The original mean is given by
[tex] \displaystyle M = \dfrac{1}{N} \sum_{i=0}^N x_i [/tex]
The new mean is given by
[tex] \displaystyle M' = \dfrac{1}{N} \sum_{i=0}^N (x_i+c) = \dfrac{1}{N} \left(\sum_{i=0}^N x_i+Nc\right) = \dfrac{1}{N} \sum_{i=0}^N x_i + c = M + c[/tex]
So, the new mean is shifted by the same quantity.
This is true for the median as well: suppose the median has index [tex] \bar{k} = \left \lfloor \frac{N}{2} \right \rfloor [/tex], when all elements are arranged in increasing order. If you shift all elements by the same quantity, the former median will still be the same element, so the old median was shifted by the same quantity as well.
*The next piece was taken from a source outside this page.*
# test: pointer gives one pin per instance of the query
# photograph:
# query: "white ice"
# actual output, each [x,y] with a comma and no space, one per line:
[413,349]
Example: Consider the dataset
[tex] 4, 5, 7, 8, 11 [/tex]
The mean is
[tex] \dfrac{4 + 5 + 7 + 8 + 11}{5} = \dfrac{35}{5} = 7 [/tex]
The median is the third element, so it's 7 as well.
Now, let's add 10 to every element: the dataset is
[tex] 14, 15, 17, 18, 21 [/tex]
The mean is
[tex] \dfrac{14 + 15 + 17 + 18 + 21}{5} = \dfrac{85}{5} = 17 [/tex]
The median is the third element, so it's 17 as well.
So, the new mean and median are also ten more than the old mean and median.